Para Luís Felipe Miguel, da UnB, no entanto, Marina teria maioria, pois é uma política pragmática e tradicional, apesar do discurso por uma "nova política". Miguel prevê que a pessebista cooptará apoio parlamentar, do mesmo modo que tenta atrair o mercado e os ruralistas durante a campanha eleitoral. "Só aí temos o interesse dos bancos e do agronegócio, aos quais está vinculada boa parte da nossa elite no Congresso", diz.
Marina já receberia, argumenta o cientista político, a adesão integral de legendas como PSDB, DEM, PSC e, talvez, o PV, numa disputa com Dilma no segundo turno. Depois, viriam as primeiras parcelas do PMDB. Miguel afirma que, eleita, Marina sairia ungida como líder do antipetismo. Isso a colocaria ao lado do grande contingente de adversários históricos do PT no Congresso. "Os governos Lula e Dilma conseguiram maioria a despeito do antipetismo, que é dominante", diz.

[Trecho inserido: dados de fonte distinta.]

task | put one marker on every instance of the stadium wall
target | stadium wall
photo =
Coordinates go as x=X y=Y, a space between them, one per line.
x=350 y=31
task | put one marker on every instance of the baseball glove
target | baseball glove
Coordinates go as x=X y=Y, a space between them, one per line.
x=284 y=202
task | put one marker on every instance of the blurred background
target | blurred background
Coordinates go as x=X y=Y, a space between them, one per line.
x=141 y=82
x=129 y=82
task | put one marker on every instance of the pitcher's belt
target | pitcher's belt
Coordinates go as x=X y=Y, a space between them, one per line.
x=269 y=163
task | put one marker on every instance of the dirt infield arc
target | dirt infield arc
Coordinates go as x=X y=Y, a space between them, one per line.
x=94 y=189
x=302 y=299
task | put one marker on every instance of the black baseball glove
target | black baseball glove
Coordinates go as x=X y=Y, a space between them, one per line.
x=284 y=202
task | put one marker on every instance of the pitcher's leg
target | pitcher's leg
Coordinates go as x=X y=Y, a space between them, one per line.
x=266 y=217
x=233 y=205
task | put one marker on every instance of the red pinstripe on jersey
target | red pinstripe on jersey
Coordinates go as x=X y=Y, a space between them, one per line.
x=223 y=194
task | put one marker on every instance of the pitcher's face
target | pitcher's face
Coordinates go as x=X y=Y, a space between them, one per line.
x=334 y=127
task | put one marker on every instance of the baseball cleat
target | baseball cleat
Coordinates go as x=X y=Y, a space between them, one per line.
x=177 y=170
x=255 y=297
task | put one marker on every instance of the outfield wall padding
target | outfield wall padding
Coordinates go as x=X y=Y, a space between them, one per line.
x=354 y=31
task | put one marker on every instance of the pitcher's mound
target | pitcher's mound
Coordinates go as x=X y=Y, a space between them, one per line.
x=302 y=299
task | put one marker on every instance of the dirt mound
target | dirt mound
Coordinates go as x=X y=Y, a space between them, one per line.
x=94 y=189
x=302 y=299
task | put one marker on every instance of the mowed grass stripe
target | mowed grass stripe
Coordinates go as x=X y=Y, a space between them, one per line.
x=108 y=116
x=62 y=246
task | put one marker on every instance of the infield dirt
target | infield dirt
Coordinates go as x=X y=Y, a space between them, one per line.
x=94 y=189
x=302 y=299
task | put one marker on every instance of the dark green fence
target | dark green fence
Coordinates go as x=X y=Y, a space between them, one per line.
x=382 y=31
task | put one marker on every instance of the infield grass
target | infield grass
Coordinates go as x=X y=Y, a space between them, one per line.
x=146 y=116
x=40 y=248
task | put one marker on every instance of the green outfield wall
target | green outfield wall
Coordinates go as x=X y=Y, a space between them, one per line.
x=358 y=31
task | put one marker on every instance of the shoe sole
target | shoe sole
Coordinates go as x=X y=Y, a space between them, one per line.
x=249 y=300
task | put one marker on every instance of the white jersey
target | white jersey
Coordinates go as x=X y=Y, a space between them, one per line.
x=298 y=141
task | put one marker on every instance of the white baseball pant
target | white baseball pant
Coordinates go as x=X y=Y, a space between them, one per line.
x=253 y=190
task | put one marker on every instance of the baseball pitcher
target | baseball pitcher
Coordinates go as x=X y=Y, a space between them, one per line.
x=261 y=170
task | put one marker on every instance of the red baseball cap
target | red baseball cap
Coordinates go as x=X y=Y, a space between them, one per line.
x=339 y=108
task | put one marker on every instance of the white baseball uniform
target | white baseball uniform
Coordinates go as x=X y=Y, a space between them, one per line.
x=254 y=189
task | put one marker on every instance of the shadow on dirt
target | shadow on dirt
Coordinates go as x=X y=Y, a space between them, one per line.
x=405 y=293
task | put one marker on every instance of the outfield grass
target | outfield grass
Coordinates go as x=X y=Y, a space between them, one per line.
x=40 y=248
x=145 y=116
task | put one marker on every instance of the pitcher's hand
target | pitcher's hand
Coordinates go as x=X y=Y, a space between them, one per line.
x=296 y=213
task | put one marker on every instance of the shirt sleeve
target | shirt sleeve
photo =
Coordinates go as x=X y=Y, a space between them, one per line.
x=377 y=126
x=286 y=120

'Presidentes sem maioria não terminam o mandato'
A constatação é do cientista político Octavio Amorim, professor de ciência política da Escola Brasileira de Administração Pública e de Empresas (Ebape).
Eis a entrevista.
O senhor vê problemas de governabilidade caso Marina vença?
Sim. As comparações com Collor e Jânio fazem sentido, mas têm que ser bem entendidas. Não é pra dizer que ela tem os atributos pessoais destes ex-presidentes. A campanha sempre exagera. Jânio era uma figura patética, comparar a ele é ofensivo. Collor também. Mas há um problema político-institucional real. Quando um presidente eleito não tem uma grande organização partidária, uma base política sólida, ampla, por trás de si, essa Presidência equivaleria a um grande navio sem lastro. O navio pode ser muito grande, poderoso, bonito, o capitão pode ser genial, mas o navio sem lastro pode virar a qualquer onda. Até uma onda média vira um navio sem lastro. Marina tem que responder ao povo brasileiro e à história brasileira. Essa questão é muito importante.
E que onda pode ser esta?
Qualquer choque inesperado: um escândalo dentro da administração pública, uma crise econômica. Um presidente que não conta, como Lula contava em 2005, com uma série de organizações políticas poderosas por detrás dele, a começar pelo PT, depois a CUT, MST, pode virar a qualquer instante. Lula teria sobrevivido [ao escândalo do mensalão] se não tivesse o lastro político que tinha? Teria sido muito mais difícil. A mesma pergunta se aplica ao Collor. Com todos os erros que cometeu, ele teria caído tão facilmente se tivesse um partido ou uma maioria grande por trás? A gente não pode se esquecer de uma regularidade na história da democracia presidencial no Brasil. Todo presidente que não logrou formar maioria ou perdeu uma maioria não terminou o mandato.
Quem passou por isso?
[Getúlio] Vargas, em 1954, começou com maioria, a perdeu, e depois caiu da maneira mais trágica possível. Seu sucessor, o vice, Café Filho, não tinha maioria e foi apeado por um golpe. Depois, Jânio Quadros, João Goulart, Collor. Lula é a primeira grande exceção. Estava numa situação minoritária no primeiro mandato e acabou sofrendo o mensalão - que tem a ver com os equívocos da montagem de sua base parlamentar.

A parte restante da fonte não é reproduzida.